What is the significance of the 20-week simple moving average (SMA) and the 21-week exponential moving average (EMA)?
According to cryptocurrency analyst Benjamin Cowen, investors should pay close attention to Bitcoin’s recent close above its bull market support band, which is comprised of the 20-week SMA and the 21-week EMA. These two moving averages have historically served as key indicators for Bitcoin’s momentum.
- Bitcoin has attempted similar breakouts twice already in 2024, with both July and August seeing the cryptocurrency briefly rise above the support band before failing to hold these levels.
- Despite this, the current situation may be different, with the critical difference being whether Bitcoin can maintain its position above these indicators for at least two consecutive weekly closes.

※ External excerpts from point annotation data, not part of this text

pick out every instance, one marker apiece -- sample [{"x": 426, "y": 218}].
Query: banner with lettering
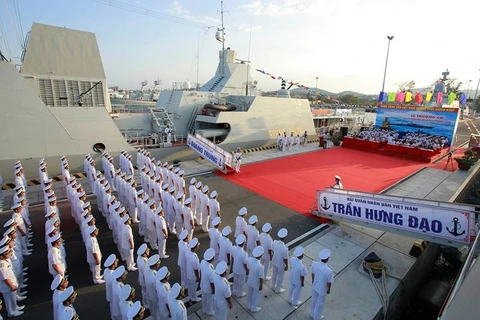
[
  {"x": 434, "y": 121},
  {"x": 447, "y": 221}
]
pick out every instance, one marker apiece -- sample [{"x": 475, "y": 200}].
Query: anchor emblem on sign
[
  {"x": 456, "y": 227},
  {"x": 325, "y": 205}
]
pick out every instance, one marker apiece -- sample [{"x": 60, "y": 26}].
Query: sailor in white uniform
[
  {"x": 322, "y": 280},
  {"x": 238, "y": 160},
  {"x": 255, "y": 279},
  {"x": 193, "y": 269},
  {"x": 213, "y": 206},
  {"x": 279, "y": 261},
  {"x": 240, "y": 266},
  {"x": 110, "y": 265},
  {"x": 240, "y": 223},
  {"x": 266, "y": 242},
  {"x": 223, "y": 295},
  {"x": 94, "y": 254},
  {"x": 177, "y": 308},
  {"x": 59, "y": 284},
  {"x": 253, "y": 236},
  {"x": 206, "y": 282},
  {"x": 143, "y": 252},
  {"x": 163, "y": 292},
  {"x": 338, "y": 184},
  {"x": 298, "y": 273}
]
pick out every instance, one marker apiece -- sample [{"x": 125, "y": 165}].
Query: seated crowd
[{"x": 410, "y": 139}]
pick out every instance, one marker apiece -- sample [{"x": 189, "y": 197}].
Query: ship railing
[{"x": 467, "y": 266}]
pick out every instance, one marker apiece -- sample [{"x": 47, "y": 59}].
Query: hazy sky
[{"x": 343, "y": 42}]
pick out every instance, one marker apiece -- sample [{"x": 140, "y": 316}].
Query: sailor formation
[{"x": 162, "y": 207}]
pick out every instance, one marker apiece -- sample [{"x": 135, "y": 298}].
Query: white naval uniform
[
  {"x": 182, "y": 262},
  {"x": 239, "y": 257},
  {"x": 254, "y": 275},
  {"x": 222, "y": 293},
  {"x": 92, "y": 246},
  {"x": 163, "y": 293},
  {"x": 207, "y": 276},
  {"x": 297, "y": 270},
  {"x": 192, "y": 264},
  {"x": 9, "y": 296},
  {"x": 266, "y": 242},
  {"x": 323, "y": 275},
  {"x": 280, "y": 252}
]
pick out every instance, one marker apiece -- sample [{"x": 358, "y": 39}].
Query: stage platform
[{"x": 414, "y": 154}]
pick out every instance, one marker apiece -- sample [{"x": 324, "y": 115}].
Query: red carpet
[{"x": 293, "y": 181}]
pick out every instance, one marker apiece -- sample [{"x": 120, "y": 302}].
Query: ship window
[{"x": 99, "y": 147}]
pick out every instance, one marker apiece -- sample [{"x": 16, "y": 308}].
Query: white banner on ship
[
  {"x": 436, "y": 219},
  {"x": 213, "y": 156}
]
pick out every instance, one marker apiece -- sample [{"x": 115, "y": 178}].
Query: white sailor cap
[
  {"x": 153, "y": 260},
  {"x": 242, "y": 211},
  {"x": 50, "y": 229},
  {"x": 216, "y": 221},
  {"x": 125, "y": 292},
  {"x": 4, "y": 249},
  {"x": 54, "y": 238},
  {"x": 134, "y": 310},
  {"x": 141, "y": 250},
  {"x": 9, "y": 222},
  {"x": 193, "y": 243},
  {"x": 258, "y": 251},
  {"x": 267, "y": 227},
  {"x": 56, "y": 282},
  {"x": 119, "y": 272},
  {"x": 91, "y": 229},
  {"x": 183, "y": 234},
  {"x": 12, "y": 230},
  {"x": 66, "y": 294},
  {"x": 240, "y": 239},
  {"x": 282, "y": 233},
  {"x": 4, "y": 240},
  {"x": 221, "y": 268},
  {"x": 324, "y": 254},
  {"x": 298, "y": 251},
  {"x": 110, "y": 260},
  {"x": 226, "y": 231},
  {"x": 175, "y": 291},
  {"x": 162, "y": 273},
  {"x": 209, "y": 254}
]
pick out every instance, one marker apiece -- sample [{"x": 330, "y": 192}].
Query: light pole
[{"x": 390, "y": 38}]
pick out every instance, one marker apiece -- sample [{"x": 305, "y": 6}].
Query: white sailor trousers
[
  {"x": 317, "y": 305},
  {"x": 221, "y": 311},
  {"x": 95, "y": 269},
  {"x": 253, "y": 298},
  {"x": 238, "y": 283},
  {"x": 294, "y": 293},
  {"x": 278, "y": 274}
]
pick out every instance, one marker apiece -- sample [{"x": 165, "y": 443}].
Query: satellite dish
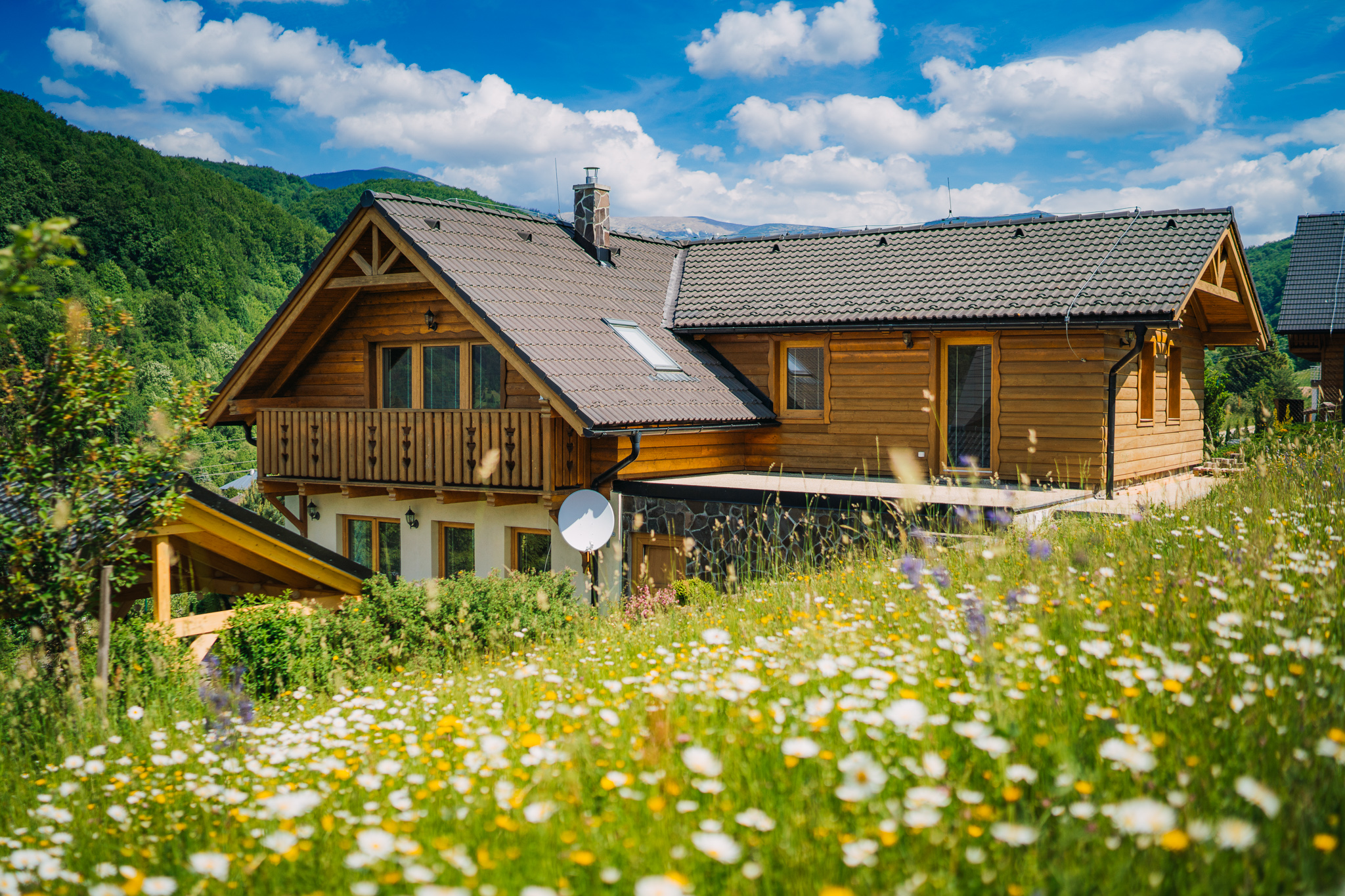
[{"x": 586, "y": 521}]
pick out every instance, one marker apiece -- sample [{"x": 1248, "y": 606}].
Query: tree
[{"x": 74, "y": 489}]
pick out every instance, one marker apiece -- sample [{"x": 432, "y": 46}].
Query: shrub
[{"x": 693, "y": 591}]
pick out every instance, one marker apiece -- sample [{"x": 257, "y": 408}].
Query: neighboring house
[
  {"x": 445, "y": 375},
  {"x": 1309, "y": 312}
]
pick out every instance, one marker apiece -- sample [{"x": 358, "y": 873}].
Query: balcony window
[
  {"x": 376, "y": 543},
  {"x": 531, "y": 550},
  {"x": 487, "y": 378}
]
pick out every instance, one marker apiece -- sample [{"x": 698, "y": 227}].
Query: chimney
[{"x": 591, "y": 217}]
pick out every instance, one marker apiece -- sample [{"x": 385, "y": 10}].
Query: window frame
[
  {"x": 514, "y": 531},
  {"x": 1146, "y": 383},
  {"x": 441, "y": 548},
  {"x": 1174, "y": 386},
  {"x": 780, "y": 378},
  {"x": 464, "y": 377},
  {"x": 992, "y": 464},
  {"x": 345, "y": 535}
]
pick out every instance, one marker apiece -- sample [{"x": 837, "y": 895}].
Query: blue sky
[{"x": 856, "y": 112}]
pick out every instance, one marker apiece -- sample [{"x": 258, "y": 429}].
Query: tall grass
[{"x": 1105, "y": 707}]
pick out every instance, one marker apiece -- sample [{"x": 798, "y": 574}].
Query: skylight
[{"x": 645, "y": 347}]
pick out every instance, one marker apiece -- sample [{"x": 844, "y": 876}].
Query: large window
[
  {"x": 376, "y": 543},
  {"x": 1173, "y": 383},
  {"x": 441, "y": 375},
  {"x": 1146, "y": 383},
  {"x": 530, "y": 550},
  {"x": 967, "y": 406},
  {"x": 803, "y": 379},
  {"x": 459, "y": 550}
]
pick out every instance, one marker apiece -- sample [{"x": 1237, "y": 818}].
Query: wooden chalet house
[
  {"x": 447, "y": 373},
  {"x": 1310, "y": 313}
]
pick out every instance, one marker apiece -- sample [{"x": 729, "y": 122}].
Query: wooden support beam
[
  {"x": 160, "y": 584},
  {"x": 362, "y": 490},
  {"x": 324, "y": 326},
  {"x": 508, "y": 499},
  {"x": 444, "y": 496},
  {"x": 408, "y": 495},
  {"x": 377, "y": 280},
  {"x": 298, "y": 522}
]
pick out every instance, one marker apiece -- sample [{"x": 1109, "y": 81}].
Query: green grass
[{"x": 1197, "y": 649}]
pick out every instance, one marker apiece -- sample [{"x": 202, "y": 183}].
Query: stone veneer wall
[{"x": 732, "y": 542}]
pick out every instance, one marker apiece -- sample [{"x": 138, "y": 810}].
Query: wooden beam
[
  {"x": 299, "y": 522},
  {"x": 408, "y": 495},
  {"x": 160, "y": 585},
  {"x": 359, "y": 259},
  {"x": 509, "y": 499},
  {"x": 363, "y": 490},
  {"x": 444, "y": 496},
  {"x": 377, "y": 280},
  {"x": 334, "y": 314}
]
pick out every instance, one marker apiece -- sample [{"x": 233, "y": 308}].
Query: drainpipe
[
  {"x": 623, "y": 464},
  {"x": 1141, "y": 333}
]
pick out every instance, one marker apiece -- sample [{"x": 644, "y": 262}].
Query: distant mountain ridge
[{"x": 338, "y": 179}]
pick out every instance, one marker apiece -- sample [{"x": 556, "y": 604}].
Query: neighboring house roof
[
  {"x": 1314, "y": 284},
  {"x": 1028, "y": 268},
  {"x": 548, "y": 296}
]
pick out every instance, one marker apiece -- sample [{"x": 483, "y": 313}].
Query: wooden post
[
  {"x": 160, "y": 584},
  {"x": 104, "y": 624}
]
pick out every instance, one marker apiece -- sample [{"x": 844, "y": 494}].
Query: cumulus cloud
[
  {"x": 61, "y": 88},
  {"x": 768, "y": 43},
  {"x": 188, "y": 141},
  {"x": 1160, "y": 81}
]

What does Benjamin Cowen say about the current situation?
Cowen states that if Bitcoin can close the next two weeks above the 20-week SMA, then it’s pretty optimistic. However, if we get a weekly close below the 21-week EMA, then his guess is that we get a new low.
“If Bitcoin can close the next two weeks above the 20-week SMA, then it’s pretty optimistic. However, if we get a weekly close below the 21-week EMA, then my guess is that we get a new low.”
– Benjamin Cowen
The Importance of Social Risk
Cowen’s analysis is based on his “social risk” metric, which measures surprisingly low retail interest in cryptocurrency. Despite Bitcoin’s significant price appreciation in 2024-2025, social engagement metrics remain far below the levels seen during the 2021 bull market.
- Despite Bitcoin’s significant price appreciation in 2024-2025, social engagement metrics remain far below the levels seen during the 2021 bull market.
- The social risk is made up of five different risk metrics, including YouTube subscribers and views, Twitter followers to analysts, exchanges, and Layer-1 projects.
Why does this disconnect between price performance and retail engagement matter?
This disconnect mirrors patterns seen in 2019, which Cowen attributes to similar monetary policy conditions. Quantitative tightening and limited rate cuts are key factors suppressing broader crypto market enthusiasm.
| Monetary Policy Conditions | 2019 | 2020 and 2021 |
|---|---|---|
| Quantitative tightening | Yes | No |
| Rate cuts | No | Yes |
What does this mean for the altcoin market?
The altcoin market reflects this lack of retail participation, with Cowen noting that “altcoins keep bleeding to Bitcoin” as evidenced by Bitcoin’s dominance rising for eight consecutive weeks.
The Next Few Weeks
For investors, Cowen suggests the next few weeks will be critical in determining whether Bitcoin can maintain its technical strength, or if the current move represents another false breakout.
While Bitcoin trades above its bull market support band, the total altcoin market capitalization hasn’t even reached its 21-week EMA. This could indicate that Bitcoin’s recent close is not sustainable in the long term.
Conclusion
The recent close of Bitcoin above its bull market support band raises questions about its sustained growth.